Where Did My Packet Go? Measuring the Impact of RPKI ROV
A guest post by Koen van Hove, contributed by Willem Toorop
This research is a collaboration between the University of Twente, RIPE NCC, and NLnet Labs.
For a long time, we have been encouraging operators to enable RPKI Route Origin Validation (ROV) in their networks. We still do, and again if you are not currently doing RPKI ROV, please consider doing so. However, what we have not yet fully explored is what effect ROV has on where your packet actually ends up. After all, the aim of the RPKI is to ensure that my packet ends up at its intended location, and merely doing ROV does not guarantee that.
Background
BGP and RPKI
Let us take a step back for a moment.
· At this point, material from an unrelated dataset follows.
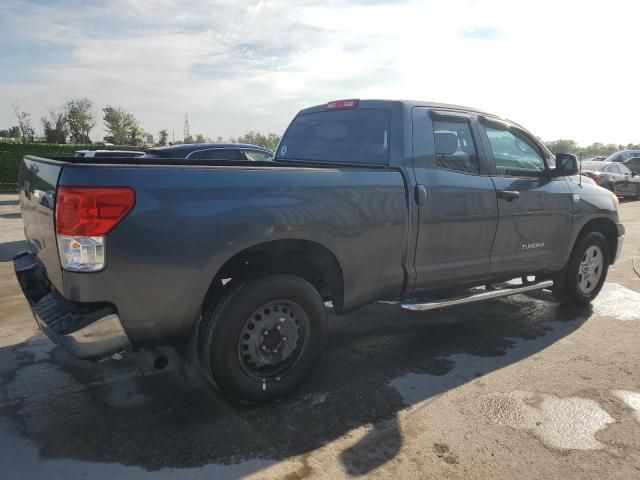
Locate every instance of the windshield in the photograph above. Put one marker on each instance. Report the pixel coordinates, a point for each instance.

The Internet, in its physical form, is essentially a large cluster of cables going all around the globe. Every source and destination must have an address, namely an IP address. These addresses are managed by the regional Internet registries (RIRs), such as RIPE NCC and APNIC. Figuring out which route to take requires something called the Border Gateway Protocol (BGP), which enables a network to announce to other networks which IP addresses can be reached via them. These networks are also called Autonomous Systems (AS), and they are assigned a unique number, an ASN. When another AS receives this announcement, they can propagate it further by prepending their ASN to the path. Repeat this several times, and one learns how to reach pretty much every IP address currently in use.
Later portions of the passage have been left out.